Public access to SSDI took it on the chin in Thursday’s House hearings
Hooboy. Talk about a stacked deck. Yesterday’s hearings on the future of public access to Social Security death information before the House Ways and Means Subcommittee on Social Security were Not Good for public access. Not Good At All.
The Subcommittee chair, Sam Johnson (R-Texas), started things off. After talking about how Social Security death information first became public after a lawsuit in 1980, he charged in:
But what made sense thirty years ago, no longer makes sense today. Identity thieves who get their hands on a Social Security number can reap instant rewards, while the rightful owner has no idea what has happened.
With 84 million listed individuals and 1.5 million new individuals added each year, it appears that this File has become a resource for criminals seeking to capitalize on Americans’ identities, particularly the identities of deceased children.

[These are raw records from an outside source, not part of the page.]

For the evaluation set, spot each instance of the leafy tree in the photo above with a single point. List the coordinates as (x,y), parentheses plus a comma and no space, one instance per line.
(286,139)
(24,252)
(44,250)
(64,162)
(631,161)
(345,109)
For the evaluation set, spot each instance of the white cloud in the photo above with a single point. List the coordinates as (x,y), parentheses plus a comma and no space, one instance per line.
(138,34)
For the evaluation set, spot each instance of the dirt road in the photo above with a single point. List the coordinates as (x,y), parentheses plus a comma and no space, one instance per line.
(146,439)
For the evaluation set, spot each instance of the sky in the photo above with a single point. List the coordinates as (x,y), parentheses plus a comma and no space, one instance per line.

And it went downhill from there.
Lined up against us and against public access to the Social Security death master file — the data that underlies the Social Security Death Index (SSDI) that we use — was a star-studded group.

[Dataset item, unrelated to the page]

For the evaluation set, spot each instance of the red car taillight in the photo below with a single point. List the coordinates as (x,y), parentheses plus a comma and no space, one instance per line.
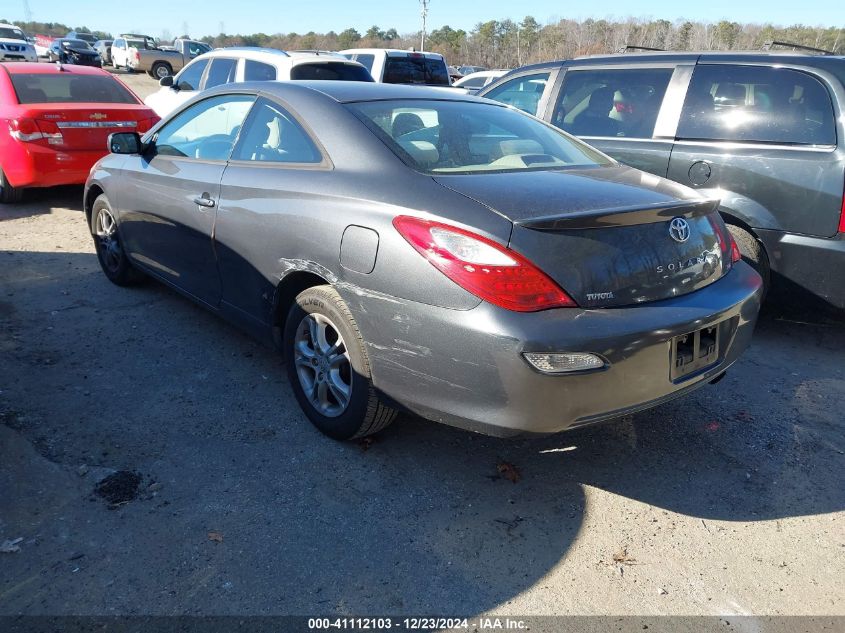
(29,131)
(488,270)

The Commissioner of Social Security told the Subcommittee chairman that problems with identity theft and with privacy interests won’t be so much of a problem in the future “because, hopefully, some version of (the) bill will pass this year.” That was Rep. Johnson’s bill he was talking about. The bill designed to end public access to the SSDI completely.
The Social Security Administration’s Inspector General told the Subcommittee that “to the extent possible, public access to the DMF should be limited to that required by law.”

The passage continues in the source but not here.